After setting up a two node replica Gluster cluster to use as a web content backend, I began testing what would happen when I brought down one of the Gluster nodes. The web nodes access the Gluster cluster using the GlusterFS native client, and I expected them to quickly see that one of the Gluster nodes was down and begin serving content from the healthy Gluster node, but that was not happening. My test simply involved rebooting one of the Gluster nodes. That node would come back online within about 30 seconds, but within those 30 seconds my website was down.
I discovered the default connection timeout for a Gluster client to flag a Gluster node as down is 42 seconds. You would think this would be easy enough to change, but it turned out to be a bit trickier.

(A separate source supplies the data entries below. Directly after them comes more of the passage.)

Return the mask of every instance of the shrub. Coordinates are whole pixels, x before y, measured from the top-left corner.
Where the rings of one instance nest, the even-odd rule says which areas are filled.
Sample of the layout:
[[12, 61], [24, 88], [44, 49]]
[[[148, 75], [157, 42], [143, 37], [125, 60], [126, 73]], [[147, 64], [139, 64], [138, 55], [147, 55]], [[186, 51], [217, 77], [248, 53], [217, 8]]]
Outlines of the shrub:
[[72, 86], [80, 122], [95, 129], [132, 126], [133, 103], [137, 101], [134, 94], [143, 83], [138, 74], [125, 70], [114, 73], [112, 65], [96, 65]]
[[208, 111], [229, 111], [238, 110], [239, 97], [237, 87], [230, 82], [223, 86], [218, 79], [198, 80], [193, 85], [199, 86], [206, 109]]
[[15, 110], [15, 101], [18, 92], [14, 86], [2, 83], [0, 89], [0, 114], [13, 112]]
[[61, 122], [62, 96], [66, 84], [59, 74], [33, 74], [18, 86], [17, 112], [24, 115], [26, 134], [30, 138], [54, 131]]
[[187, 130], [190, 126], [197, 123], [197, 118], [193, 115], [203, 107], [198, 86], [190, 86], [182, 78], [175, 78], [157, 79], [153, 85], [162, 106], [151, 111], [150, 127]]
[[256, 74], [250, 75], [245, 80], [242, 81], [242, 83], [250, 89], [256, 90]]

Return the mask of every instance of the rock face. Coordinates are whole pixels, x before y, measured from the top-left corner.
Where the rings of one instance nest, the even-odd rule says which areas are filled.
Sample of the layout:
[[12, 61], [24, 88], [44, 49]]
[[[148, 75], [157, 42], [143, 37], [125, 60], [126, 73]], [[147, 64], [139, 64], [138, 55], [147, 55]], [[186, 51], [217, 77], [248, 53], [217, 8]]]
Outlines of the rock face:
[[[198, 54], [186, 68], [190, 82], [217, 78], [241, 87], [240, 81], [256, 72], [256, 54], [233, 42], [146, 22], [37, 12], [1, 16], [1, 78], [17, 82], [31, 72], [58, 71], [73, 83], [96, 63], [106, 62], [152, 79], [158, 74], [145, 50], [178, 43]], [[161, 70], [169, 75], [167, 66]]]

First, I stumbled upon the network.ping-timeout Gluster volume setting. Looking at the documentation, this value is set to 42 seconds. On one of the Gluster nodes, I changed it to 5 seconds with the following command (gv0 is the Gluster volume):
gluster volume set gv0 network.ping-timeout 5
However, this did not do anything.
Second, on both of the Gluster nodes, I tried applying a similar configuration change to the main Gluster configuration file at /etc/glusterfs/glusterd.vol by adding option network.ping-timeout 5:
volume management
type mgmt/glusterd
option working-directory /var/lib/glusterd
option transport-type socket,rdma
option transport.socket.keepalive-time 10
option transport.socket.keepalive-interval 2
option transport.socket.read-fail-log off
option network.ping-timeout 5
# option base-port 49152
end-volume
After restarting the glusterd service on both Gluster nodes, nothing had changed.
Finally, on both of the Gluster nodes, I found that I needed to add a specific volume configuration block for the Gluster volume in /etc/glusterfs/glusterd.vol and set option ping-timeout 5 inside it:
volume management
type mgmt/glusterd
option working-directory /var/lib/glusterd
option transport-type socket,rdma
option transport.socket.keepalive-time 10
option transport.socket.keepalive-interval 2
option transport.socket.read-fail-log off
# option base-port 49152
end-volume
volume gv0
type protocol/client
option ping-timeout 5
end-volume
After restarting the glusterd service on both Gluster nodes, I was able to reboot one of the Gluster nodes (with a healthy node still online), and, within about 5 seconds, continue serving content from my website.